Era um país um pouco estranho. Na verdade, as vezes pareciam dois países, mas era um só. A estranheza era que ele se dividia em país balão e país chão. O lado balão do país flutuava por aí, borboleteava, ora estava em um lugar, ora em outro. E essa liberdade e leveza fazia parecer que era um país feliz.
O lado chão era mais grave, pesado, difícil de mover. As vezes as pessoas quase desanimavam por não verem avanços. Isso fazia parecer um país menos feliz.
No país balão, não importava muito a verdade. Ora se dizia uma coisa de um jeito, ora de outro, e tudo bem. Ciência? Ora a ciência! Que importa? Também não importava cuidado. Para quê? Assim não havia preocupação com determinado tipo de pessoas. Principalmente quem não era do padrão normal, aceito pelas pessoas dominantes. Especialmente em relação a determinação ou opção de sexo, a determinação de cor, a poder ou não se manter bem. Por isso, reclamação de saúde, de alimentação, de abrigo, bobagem. Quem é do “padrão” tem essas coisas resolvidas. Porém à custa do sacrifício de quem não é.
No país chão essas coisas importavam. Havia quem se preocupasse em estudar as situações, encontrar alternativas, propor ações. Por isso, havia a preocupação em descobrir as verdades por trás das situações que tornavam tão difícil de avançar esse país. Havia a preocupação que todas as pessoas fossem respeitadas e acolhidas.

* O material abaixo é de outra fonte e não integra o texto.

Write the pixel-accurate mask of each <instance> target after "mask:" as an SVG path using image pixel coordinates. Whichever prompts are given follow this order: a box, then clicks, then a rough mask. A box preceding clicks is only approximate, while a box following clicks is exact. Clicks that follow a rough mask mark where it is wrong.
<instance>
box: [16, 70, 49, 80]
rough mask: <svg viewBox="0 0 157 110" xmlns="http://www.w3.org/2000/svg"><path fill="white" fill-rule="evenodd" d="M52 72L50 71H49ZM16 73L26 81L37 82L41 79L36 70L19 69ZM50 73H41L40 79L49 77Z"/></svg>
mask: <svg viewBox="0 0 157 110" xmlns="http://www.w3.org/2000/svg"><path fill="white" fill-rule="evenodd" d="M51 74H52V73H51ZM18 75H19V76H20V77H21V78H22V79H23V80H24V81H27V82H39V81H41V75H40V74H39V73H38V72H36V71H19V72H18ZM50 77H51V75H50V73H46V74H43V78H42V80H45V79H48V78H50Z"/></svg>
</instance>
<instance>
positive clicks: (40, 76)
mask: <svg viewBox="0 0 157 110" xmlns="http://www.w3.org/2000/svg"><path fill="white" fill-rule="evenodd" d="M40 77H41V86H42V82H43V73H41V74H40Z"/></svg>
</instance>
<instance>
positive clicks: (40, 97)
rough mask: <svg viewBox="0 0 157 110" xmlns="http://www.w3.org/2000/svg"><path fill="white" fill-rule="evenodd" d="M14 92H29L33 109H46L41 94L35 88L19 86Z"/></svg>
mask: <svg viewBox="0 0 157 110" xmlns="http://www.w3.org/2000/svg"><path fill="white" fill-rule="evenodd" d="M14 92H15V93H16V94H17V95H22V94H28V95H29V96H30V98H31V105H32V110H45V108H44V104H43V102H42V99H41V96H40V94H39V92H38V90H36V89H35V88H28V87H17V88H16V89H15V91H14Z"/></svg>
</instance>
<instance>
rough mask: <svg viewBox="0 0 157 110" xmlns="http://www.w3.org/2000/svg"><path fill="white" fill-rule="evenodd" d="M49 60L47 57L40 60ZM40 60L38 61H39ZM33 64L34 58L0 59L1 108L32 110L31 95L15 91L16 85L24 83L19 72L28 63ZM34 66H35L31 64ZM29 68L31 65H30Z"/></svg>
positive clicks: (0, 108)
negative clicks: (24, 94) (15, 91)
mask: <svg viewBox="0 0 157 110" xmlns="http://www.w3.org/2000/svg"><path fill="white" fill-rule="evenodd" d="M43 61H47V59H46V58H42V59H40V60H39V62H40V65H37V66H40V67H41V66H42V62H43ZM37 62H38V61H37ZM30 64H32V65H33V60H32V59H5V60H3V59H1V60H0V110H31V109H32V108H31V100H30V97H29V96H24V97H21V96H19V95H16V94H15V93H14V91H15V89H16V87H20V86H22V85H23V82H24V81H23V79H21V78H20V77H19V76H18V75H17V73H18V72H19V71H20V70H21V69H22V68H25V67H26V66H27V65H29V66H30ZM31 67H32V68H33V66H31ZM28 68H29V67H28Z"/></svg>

Simplesmente por serem pessoas, independentemente de sexo, cor, poder de consumo. Em toda a sua diversidade.
Era assim. Porém, a grande questão é que não eram dois países, mas um só. E a pergunta mais importante era como aproximar esses dois modos de ser país, para transformar em um só, que garantisse a felicidade e o desenvolvimento das pessoas e do próprio país. Embora alguns não quisessem e fizessem tudo para isso não acontecer, havia quem se preocupasse e trabalhasse para isso.
Parecia impossível. Mas aos poucos alguns sinais foram surgindo. Apareceu quem se preocupasse em colocar no orçamento os que tinha menos condições; em pegar um pouco dos que tinham demais e nem sabiam bem quanto tinham, para repartir com os outros. Mas isso ainda era desacreditado e não muito claro para todos.
Porém, em determinado tempo, foram aparecendo sinais mais claros de que, enfim, o lado chão ia se movendo e absorvendo, mesmo que lentamente, o lado balão do país. Foi, por exemplo, quando o aparato jurídico determinou que nas certidões de óbito de algumas pessoas, constasse “morte não natural, violenta, causada pelo Estado a desaparecido no contexto da perseguição sistemática à população identificada como dissidente política no regime ditatorial…”. Quando um juiz da mais alta corte, determinou que crime de ocultação de cadáver de perseguido político não pode ser anistiado, pois o não aparecimento do cadáver não cessa quando termina o regime de exceção. E ainda mais, e surpreendentemente, quando um militar da mais alta patente foi preso para garantir que ele interferisse nas investigações de crimes que, potencialmente, o alcançariam.
Então constata-se, como disse Galileu, “Porém, se move”. E assim terminamos o ano com um pouco mais de esperanças.